Moreover, in my view at least, a lot of smart, conscientious people were spending a lot more time and energy being worked up about Fukushima than they were about much greater radioactive hazards that are not only closer to home, but literally right in the home. Frankly, naturally-occurring radon gas in basements is a big public health problem in our region that, by comparison, gets scant attention.
Finally, there is this paradox. The Fukushima tragedy—like Chernobyl—is a nuclear nightmare that validates the safety and environmental objections that many of us have voiced to the propagation of nuclear energy. In basic terms, there is an anti-nuclear movement in the U.S. and around the world that is a longstanding and legitimate response both to the dangers of the technology and the well-documented abuses of those who advance and defend it.

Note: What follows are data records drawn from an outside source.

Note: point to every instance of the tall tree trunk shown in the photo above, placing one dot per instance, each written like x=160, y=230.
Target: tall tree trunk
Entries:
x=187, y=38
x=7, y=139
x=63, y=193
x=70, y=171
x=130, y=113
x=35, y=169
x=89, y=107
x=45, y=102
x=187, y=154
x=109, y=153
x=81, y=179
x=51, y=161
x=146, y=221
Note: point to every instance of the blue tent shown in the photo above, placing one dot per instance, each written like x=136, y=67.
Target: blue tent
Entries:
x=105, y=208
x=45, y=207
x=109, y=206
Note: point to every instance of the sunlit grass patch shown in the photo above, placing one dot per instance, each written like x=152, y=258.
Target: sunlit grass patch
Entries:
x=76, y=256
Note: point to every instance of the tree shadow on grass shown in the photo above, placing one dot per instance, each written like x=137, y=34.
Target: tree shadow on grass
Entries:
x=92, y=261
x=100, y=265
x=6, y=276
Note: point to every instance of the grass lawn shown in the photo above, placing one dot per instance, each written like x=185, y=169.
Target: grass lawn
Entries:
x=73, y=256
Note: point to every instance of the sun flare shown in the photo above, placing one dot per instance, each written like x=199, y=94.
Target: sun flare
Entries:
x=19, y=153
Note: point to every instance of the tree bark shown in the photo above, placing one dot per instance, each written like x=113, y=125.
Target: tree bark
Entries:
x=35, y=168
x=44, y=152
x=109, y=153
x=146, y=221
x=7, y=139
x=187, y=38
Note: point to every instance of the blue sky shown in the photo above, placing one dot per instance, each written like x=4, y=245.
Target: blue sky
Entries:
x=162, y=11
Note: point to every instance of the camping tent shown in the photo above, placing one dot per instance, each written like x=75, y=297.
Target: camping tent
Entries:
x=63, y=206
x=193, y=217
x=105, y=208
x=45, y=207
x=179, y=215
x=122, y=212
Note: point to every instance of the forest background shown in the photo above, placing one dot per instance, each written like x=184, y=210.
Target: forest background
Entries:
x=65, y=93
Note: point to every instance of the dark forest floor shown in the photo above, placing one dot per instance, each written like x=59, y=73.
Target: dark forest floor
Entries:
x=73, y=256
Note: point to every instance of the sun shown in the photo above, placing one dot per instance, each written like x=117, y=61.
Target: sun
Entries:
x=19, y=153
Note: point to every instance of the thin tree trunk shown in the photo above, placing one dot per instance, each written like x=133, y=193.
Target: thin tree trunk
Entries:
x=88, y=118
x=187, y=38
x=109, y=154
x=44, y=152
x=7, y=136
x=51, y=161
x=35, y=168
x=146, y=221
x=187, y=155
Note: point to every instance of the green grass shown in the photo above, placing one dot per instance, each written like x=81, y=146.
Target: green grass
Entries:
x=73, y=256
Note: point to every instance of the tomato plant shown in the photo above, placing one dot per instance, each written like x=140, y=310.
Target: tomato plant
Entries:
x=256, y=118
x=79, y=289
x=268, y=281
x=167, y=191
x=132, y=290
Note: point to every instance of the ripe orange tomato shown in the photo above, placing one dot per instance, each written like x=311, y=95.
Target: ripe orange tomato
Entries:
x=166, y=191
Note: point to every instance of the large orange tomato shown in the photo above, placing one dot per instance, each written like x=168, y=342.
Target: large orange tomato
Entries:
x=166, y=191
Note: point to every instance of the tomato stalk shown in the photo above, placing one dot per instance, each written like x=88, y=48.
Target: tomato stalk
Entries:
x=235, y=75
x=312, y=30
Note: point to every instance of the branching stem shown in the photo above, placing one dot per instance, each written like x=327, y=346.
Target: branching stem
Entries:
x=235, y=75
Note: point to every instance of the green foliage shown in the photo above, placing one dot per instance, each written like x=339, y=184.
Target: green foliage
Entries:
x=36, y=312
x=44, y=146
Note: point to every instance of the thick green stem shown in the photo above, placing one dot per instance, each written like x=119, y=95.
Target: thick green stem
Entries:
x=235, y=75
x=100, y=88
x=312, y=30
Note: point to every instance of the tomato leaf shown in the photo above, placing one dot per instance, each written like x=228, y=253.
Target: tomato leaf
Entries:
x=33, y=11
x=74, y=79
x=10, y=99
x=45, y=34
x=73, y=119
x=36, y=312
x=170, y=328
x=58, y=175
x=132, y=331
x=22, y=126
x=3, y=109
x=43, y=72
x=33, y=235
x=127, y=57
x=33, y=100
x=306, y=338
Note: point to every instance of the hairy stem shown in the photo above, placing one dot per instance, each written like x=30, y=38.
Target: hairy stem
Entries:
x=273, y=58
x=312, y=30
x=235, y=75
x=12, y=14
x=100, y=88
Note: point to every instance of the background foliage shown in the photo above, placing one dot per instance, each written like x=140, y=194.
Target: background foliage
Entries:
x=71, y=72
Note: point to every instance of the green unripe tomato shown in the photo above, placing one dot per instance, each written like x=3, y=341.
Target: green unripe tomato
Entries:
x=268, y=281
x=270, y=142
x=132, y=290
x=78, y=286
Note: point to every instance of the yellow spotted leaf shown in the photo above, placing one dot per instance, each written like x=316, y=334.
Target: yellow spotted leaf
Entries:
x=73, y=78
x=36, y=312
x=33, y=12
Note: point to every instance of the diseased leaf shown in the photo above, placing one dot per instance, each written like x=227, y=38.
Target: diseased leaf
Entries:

But any successful social movement has to be credible and trustworthy or it cannot acquire the public support and political credibility needed for actual change. And so it says something that an anti-nuclear critic—like me—gets irritated and cynical about the ways in which the radioactive dangers of Fukushima were blown so far out of proportion and reason. It began to remind me of the abuses of global warming deniers, and their commitment to misinformation to deny and obfuscate the science.
Fukushima, like Chernobyl, is a grim and haunting monument to the unacceptable dangers of nuclear technology. And this opinion is based merely on what’s true, in Japan, about the devastating consequences to this disaster and its obvious global ramifications for future energy choices. To cast Fukushima in more frightening, apocalyptic terms is actually disrespectful to the actual dire reality of the Japanese, and not at all helpful to people beyond Japan who are still trying to sort it all out.
Great, balanced reporting. I wish more journalists were so conscientious. Thanks.
Well done, Tim. I don’t think you could have been more concise. Fukushima’s environmental impact is an important issue that is too often sensationalized. I appreciate your thoughtful analysis. Unfortunately, the people who read and believe the alarming headlines are unlikely to read your article.
Take care, my friend.
Best regards,
Rich
There are three uncontrolled nuclear fissioning processes under the three nuclear reactors at the Fukushima site. These reactors may continue to belch additional radiation into the Japanese water and air. Why do you seek to discredit warnings about the dangers of this terrible event by our female expert,
Dr. Helen Caldecott ??
Kitty Tucker
Wow. Thank you for explaining this so clearly, Tim. Scary stuff for sure, but putting the facts in perspective helps so much. I am off to buy a home radon tester!
Kitty, did you not read the article? Not eating bananas will have more effect on your radiation dosage than Fukushima. And I live in Japan. And I have a banana every morning for breakfast.
Thanks Tim,
Excellent piece of journalism. I think this should be required reading in journalism schools. I think it speaks to the ethics of the profession and its role in a healthy democracy.
Perhaps you could start with the Edward R. Morrow School at WSU.